We are asked frequently about when the best time is to reseed fescue lawns. The answer really depends on the current condition of your lawn and how you feel about weeds.
Spring and fall are the best times to seed, simply because fescue prefers the cooler temperatures at those times of year to the scorching heat of summer. It’s also easier to keep newly seeded areas moist during the critical germination window after seeding when the weather is cooler. Generally speaking, most lawns will establish better when seeded in the fall rather than spring, particularly when reseeding large areas.
Larger areas are also harder to keep moist if days are getting progressively warmer instead of cooler. If summer temperatures arrive early, it’s possible that large areas of the new seed will fail. Waiting until fall’s cooling temperatures is particularly important for large seeding projects if you do not have an irrigation system and must rely on hand watering and rainfall.
If you have a lot of weeds to control in your lawn, seeding in spring will prevent you from using the pre-emergent herbicides that are useful to reduce weed seed germination. Since there are few selective post-emergent herbicides that control weedy grasses (like crab grass and dallisgrass), it’s particularly important to use pre-emergents if annual weed grasses are your issue. The most effective window for applying pre-emergents conflicts with sowing grass seed in spring.
If you are looking to patch a few bare spots, you should be successful in either spring or fall.

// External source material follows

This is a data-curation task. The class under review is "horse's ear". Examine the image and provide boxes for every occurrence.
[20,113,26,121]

It is important that you do not use any pre-emergent herbicides in the area you want to patch before you seed as it will keep the grass seed from germinating. You should also wait until the new grass is mature enough to have been mowed three times before you use any other herbicides in the area.
Regardless of when you sow grass seed, it’s important to keep the newly seeded area moist for the first few weeks by watering lightly every day, especially on those really warm, sunny spring or fall days.